The Finn makes space and he sits down beside her on the couch, dizzy, hanging his head. 'Is something wrong?' she asks.

He makes no reply. What is it he wants to say, and why is he so tired all the time? It is as though a fog has settled over his brain. If he were a character in a book, what would he say, at a moment like this when either the heart speaks or the page remains blank?

'I cannot tell you,' he says slowly, 'how sad and alien I feel in your company. The game you are playing is a game I cannot enter. What engages you, what must have engaged Pavel too, does not engage me. If I must be honest, it repels me.'

Without a word the tall girl leaves the room. The rustle of her dress and a waft of lavender as she passes awake in him an unexpected flutter of desire. Desire for what? For the girl herself? Surely not – or not only. For youth, rather, for the forever-lost, the freedom of loosened clothes, naked bodies. Even so, his response disturbs him. Why here, why now? Something to do with exhaustion, but perhaps to do with Pavel too – with finding himself in Pavel's world, Pavel's erotic surround.

'I have been shown the lists of people marked down for execution,' he says.

The Finn observes him narrowly.

'The police are in possession of those lists – I hope you realize that.
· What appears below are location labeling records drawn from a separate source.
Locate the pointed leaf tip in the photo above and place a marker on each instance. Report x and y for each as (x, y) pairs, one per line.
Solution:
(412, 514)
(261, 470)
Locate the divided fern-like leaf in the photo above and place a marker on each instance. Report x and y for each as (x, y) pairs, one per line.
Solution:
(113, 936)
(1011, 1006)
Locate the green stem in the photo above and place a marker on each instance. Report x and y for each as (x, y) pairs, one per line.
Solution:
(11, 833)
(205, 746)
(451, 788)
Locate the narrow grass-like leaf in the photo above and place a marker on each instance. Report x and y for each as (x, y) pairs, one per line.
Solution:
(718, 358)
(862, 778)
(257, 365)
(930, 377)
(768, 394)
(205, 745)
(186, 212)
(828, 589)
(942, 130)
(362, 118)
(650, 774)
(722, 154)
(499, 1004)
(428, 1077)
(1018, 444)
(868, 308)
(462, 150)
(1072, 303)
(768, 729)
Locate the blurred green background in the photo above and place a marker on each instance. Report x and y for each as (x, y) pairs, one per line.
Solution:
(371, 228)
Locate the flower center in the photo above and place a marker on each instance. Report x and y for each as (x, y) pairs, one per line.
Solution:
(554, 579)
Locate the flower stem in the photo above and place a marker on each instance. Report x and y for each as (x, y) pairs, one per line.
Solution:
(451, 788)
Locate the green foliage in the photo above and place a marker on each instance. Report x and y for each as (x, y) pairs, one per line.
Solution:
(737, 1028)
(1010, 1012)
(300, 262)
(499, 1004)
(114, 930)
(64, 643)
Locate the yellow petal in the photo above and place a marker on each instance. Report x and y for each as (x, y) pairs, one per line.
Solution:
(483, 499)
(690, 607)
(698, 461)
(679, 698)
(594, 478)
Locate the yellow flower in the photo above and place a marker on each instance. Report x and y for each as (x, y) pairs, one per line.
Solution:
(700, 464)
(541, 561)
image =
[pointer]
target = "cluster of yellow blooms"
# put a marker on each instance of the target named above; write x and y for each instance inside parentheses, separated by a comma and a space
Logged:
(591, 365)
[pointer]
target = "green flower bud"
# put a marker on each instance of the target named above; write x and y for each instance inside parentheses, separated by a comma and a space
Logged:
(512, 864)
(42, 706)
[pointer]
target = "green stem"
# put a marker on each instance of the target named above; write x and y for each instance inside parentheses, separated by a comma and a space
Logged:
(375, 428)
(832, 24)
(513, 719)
They took them from Pavel's room. What I want to ask is: Does each of you simply have a certain number of people to kill, or are there particular persons marked down as yours, yours alone? And, if the latter, are you expected to study these persons beforehand, to familiarize yourselves with their daily lives? Do you spy on them at home?'

The Finn tries to speak, but he is beginning to come to life, and his voice rises above hers.

'If so, if so, don't you necessarily grow more familiar with your victims than you want to be? Don't you become like someone called in from the street, a beggar, for instance, offered fifty kopeks to dispose of an old, blind dog, who takes the rope and ties the noose and strokes the dog to calm it, and murmurs a word or two, and as he does so feels a current of feeling begin to flow, so that from that instant onward he and the dog are no longer strangers, and what should have been a mere job of work has turned into the blackest betrayal – such a betrayal, in fact, that the sound the dog makes as he strings it up, when he strings it up, haunts him for days afterwards – a yelp of surprise: Why you? Wouldn't it deter you, that thought?'

While he has been speaking the tall woman has returned. She is kneeling in the far corner of the room now, folding sheets, rolling up a mattress. The Finn, on the other hand, has positively come to life. Her eyes sparkle, she cannot wait to speak. Still he presses on.